It is known in producing resilient, compressible printing blankets to incorporate a cellular, foamed rubber intermediate layer. U.S. Pat. No. 3,887,750 shows the use of discrete hollow fibers to obtain a closed cell foam structure while U.S. Pat. No. 3,795,568 shows the use of particles of compressible latex foam rubber to obtain closed cell rubber structures. U.S. Pat. No. 4,025,658 discloses the production of a compressible printing blanket by adding and mixing particles of hydrated magnesium sulfate in the elastomeric matrix of the layer, creating a blowing effect, and leaching the particles from the matrix to produce a compressible layer having cavities which are interconnected by passages.
Printing blankets containing the compressible foam layers provide many advantages including most importantly, resistance to smash and operating latitude. However, these blankets have been found to be dimensionally unstable in that upon compression the foam layers tend to distort and flow in any direction which ruins print quality.
The use of a fabric layer between the compressible layer and the surface printing layer gives the blanket better dimensional stability than the blankets without such a stabilizing layer. For example, U.S. Pat. No. 4,174,244 shows such a fabric layer. Blankets containing the fabric layer however, suffer from a reduction in print sharpness and a phenomenon known as "falloff at the gap".
Falloff at the gap is a reduction in the blanket thickness in the area near the edges of the gap. This is caused by the longer path the upper fabric layer must follow as it is folded over into the gap for retention on the cylinder. The fabric, which is required to travel a greater distance in conforming to the gap's surface than the underlying foam layer, cannot elongate sufficiently and thus compresses the underlying foam layer. This reduction in the blanket's thickness near the gap causes a reduction in the printing pressure applied at that location, thereby reducing the amount of ink transferred at that point. The reduction in printing pressure causes print quality to suffer at that location. Many printers do not print at that location because it is so close to the edge of the finished page, but is a major deficiency when printers are attempting to produce pages printed over their entire length.
U.S. Pat. No. 4,303,721 discloses a blanket construction which contains a hard rubber stabilizing layer between the compressible cellular layer and the printing surface layer. The hard stabilizing rubber layer made possible the elimination of a woven stabilizing layer between the compressible layer and the printing surface layer and thus eliminated the problems of reduced print sharpness and falloff at the gap. The hard rubber layer between the compressible layer and the printing surface layer was described as having to have a durometer of between 75 and 95 (Shore A). It was indicated that generally such rubbers will contain substantial amounts of inorganic fillers or carbon black and more rigid thermosetting polymers such as phenolic resins to achieve this hardness.

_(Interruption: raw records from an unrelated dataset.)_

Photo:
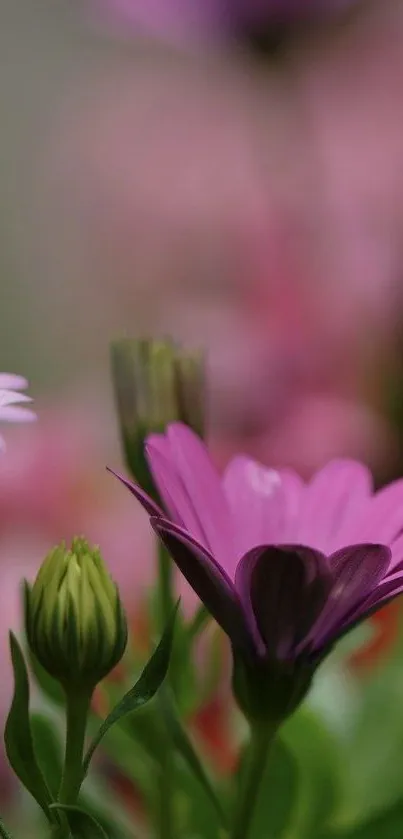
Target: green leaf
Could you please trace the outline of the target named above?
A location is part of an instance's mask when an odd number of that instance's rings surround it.
[[[297,797],[298,770],[289,747],[278,738],[268,755],[250,839],[286,835]]]
[[[171,619],[168,622],[164,634],[156,648],[153,655],[147,662],[139,680],[132,687],[113,708],[110,714],[106,717],[100,726],[98,733],[95,735],[83,763],[83,777],[88,772],[88,768],[95,752],[95,749],[101,742],[102,738],[109,731],[112,725],[119,722],[126,714],[136,711],[152,699],[161,687],[169,668],[171,658],[171,649],[174,636],[175,618],[178,611],[179,601],[172,613]]]
[[[0,836],[2,839],[11,839],[11,833],[4,827],[3,819],[0,819]]]
[[[49,805],[53,799],[39,768],[34,750],[29,717],[27,667],[21,647],[12,632],[10,632],[10,652],[14,671],[14,696],[4,731],[6,753],[17,778],[42,807],[48,819],[52,820]]]
[[[195,612],[191,622],[188,626],[188,635],[190,641],[195,641],[203,630],[208,626],[211,620],[210,612],[207,611],[205,605],[202,603]]]
[[[364,824],[323,833],[320,839],[402,839],[403,800]]]
[[[330,824],[340,805],[343,757],[336,738],[303,706],[282,729],[299,769],[293,827],[298,839],[312,839]]]
[[[94,816],[90,816],[81,807],[58,803],[51,806],[53,810],[62,810],[66,814],[73,839],[108,839],[103,827]]]
[[[63,770],[63,749],[55,725],[44,714],[31,714],[31,730],[35,754],[54,799],[60,787]]]
[[[212,787],[209,778],[204,770],[197,752],[194,749],[192,741],[190,740],[186,730],[175,709],[174,702],[168,691],[163,690],[161,694],[160,707],[163,711],[165,722],[170,736],[174,742],[176,750],[182,756],[183,760],[193,773],[199,784],[203,788],[206,795],[209,797],[213,807],[218,815],[222,827],[227,827],[227,818],[224,814],[221,802],[219,801],[214,788]]]

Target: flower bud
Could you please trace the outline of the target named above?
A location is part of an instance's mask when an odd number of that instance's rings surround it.
[[[32,588],[26,585],[29,646],[65,687],[92,691],[120,661],[127,624],[116,584],[98,548],[74,539],[54,548]]]
[[[127,465],[156,497],[144,457],[148,434],[181,421],[204,430],[204,363],[201,353],[172,341],[121,340],[112,345],[112,377]]]

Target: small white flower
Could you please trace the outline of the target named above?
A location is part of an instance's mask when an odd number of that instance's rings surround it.
[[[21,393],[28,387],[28,382],[22,376],[12,373],[0,373],[0,422],[33,422],[36,414],[25,407],[32,402],[30,396]],[[5,442],[0,435],[0,451],[4,451]]]

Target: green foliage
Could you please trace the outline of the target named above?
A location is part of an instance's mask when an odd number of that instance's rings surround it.
[[[154,651],[153,655],[147,662],[139,680],[115,705],[114,709],[108,714],[100,726],[98,733],[95,735],[87,754],[84,758],[83,771],[86,775],[93,754],[109,729],[119,722],[127,714],[131,714],[138,708],[146,705],[157,693],[161,687],[164,679],[167,676],[169,662],[171,658],[172,642],[174,637],[175,619],[178,610],[179,602],[177,603],[171,619],[166,626],[164,634]]]
[[[108,839],[94,816],[71,804],[52,804],[52,808],[66,814],[72,839]]]
[[[223,812],[220,800],[212,786],[203,764],[193,746],[193,743],[184,728],[181,719],[176,711],[175,703],[168,691],[161,694],[160,707],[163,711],[165,723],[171,738],[172,745],[187,764],[190,772],[198,780],[201,788],[210,799],[217,813],[222,827],[226,827],[227,819]]]
[[[285,724],[282,737],[299,775],[291,832],[312,839],[332,822],[340,804],[342,754],[318,715],[304,706]]]
[[[59,733],[49,716],[31,714],[34,750],[46,783],[56,800],[63,770],[63,754]]]
[[[282,738],[274,741],[252,819],[250,839],[282,839],[291,825],[298,789],[298,767]]]

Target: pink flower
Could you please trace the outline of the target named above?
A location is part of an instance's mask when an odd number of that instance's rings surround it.
[[[28,387],[22,376],[12,373],[0,373],[0,422],[32,422],[36,414],[29,408],[22,407],[31,402],[31,397],[19,391]],[[5,449],[5,442],[0,436],[0,450]]]
[[[131,24],[164,37],[243,35],[341,11],[357,0],[92,0],[108,23]]]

Printing blankets prepared according to U.S. Pat. No. 4,303,721 have shown excellent performance on sheetfed presses with regard to print quality and register control, however, blankets prepared according to this technology have not performed as well on multiple color web presses because of poor register control (misalignment of colors) after paper splices or blanket washes. Furthermore, their performance is very sensitive to packing height. Packing height is defined as the height of the printing surface of the blanket (measured in thousandths of an inch) above the bearer height of the blanket cylinder. Blankets prepared according to U.S. Pat. No. 4,303,721 tend to exhibit poor packing latitude, i.e., must be packed to within plus/minus 0.001" of optimum height or they will result in poor register control (color movement), web wrinkles and web narrowing due to excessively high tensions between successive printing units. Blankets also exhibit the unusual property of feeding less web through the printing nip as packing heights are increased (negative web feed). By contrast, blankets which have a fabric layer above the compressible layer feed more web through the printing nip as their packing height is increased (positive web feed).
The present invention provides a compressible printing blanket having performance characteristics equal to or greater than a blanket containing a fabric but without the drawbacks of loss of print sharpnes or the phenomenon of falloff at the gap. Additionally, it provides a neutral web feed, i.e., tension on each side of the press nip is essentially equal as well as excellent packing latitude, thus overcoming the problems with blankets made in accordance with U.S. Pat. No. 4,303,721.